I should have been at work today but instead we snuck off to the first day of the new Picasso Exhibition at Tate Liverpool. Quite disappointed that we weren't greeted with white whine and nibbles - not even a pigeon sandwich to go with the theme of the show but of course what really mattered was the art and this was truly art - and so so much of it. The Picasso Event Horizon occurred about two thirds through when the paintings started to be Picasso's versions of previous famous works - Le dejeuner sur l'herbe, Las Meninas etc. and while obviously in his style (at risk of sounding pretentious should we say metastyle) they smacked of mass-production and loss of inspiration.

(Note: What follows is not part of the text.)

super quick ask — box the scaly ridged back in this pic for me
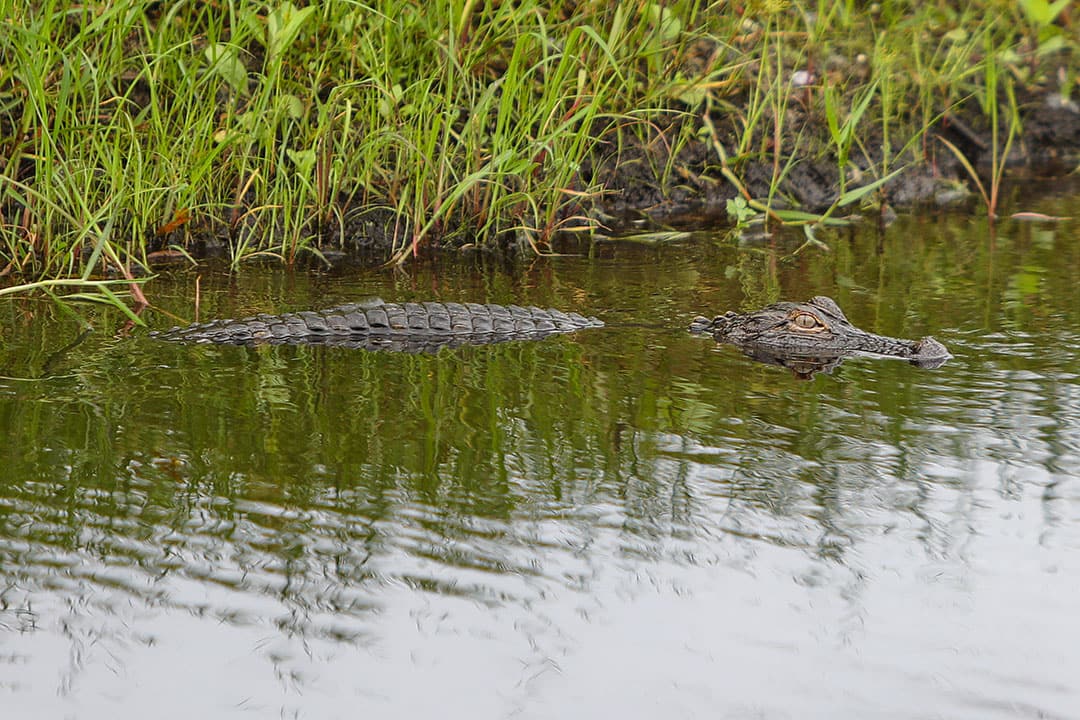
[150,300,604,349]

Not like The Charnel House, one of the first paintings in the exhibition, a painting similar in style to Guernica and outwardly a depiction of a specific, ruthless atrocity in Spain but of course a marker for the greater tragedy of the whole of Spain. This is a grey work - it apes a newspaper picture - and despite being the visual record of death, of the unmoving victims of some small war crime, perhaps like all Picasso's work, it moves within itself, suggesting the post-mortem accusations of the murdered family, blaming those who carried out the terrible acts and indirectly us for being part of the wider world which allows this. The whole black time from the early skirmishes in the mud of Flanders to the ultimate atrocities of the concentration camps (and beyond into our own time) are channelled out in this picture. A little event given meaning with a scream directed from the artist into canvas. It gives no solutions other than being a reminder to moderate one's own behaviour for fear that the smallest break in your vigilance will let in the evil that men do.
[Paragraph removed due to being overtly Bathetic].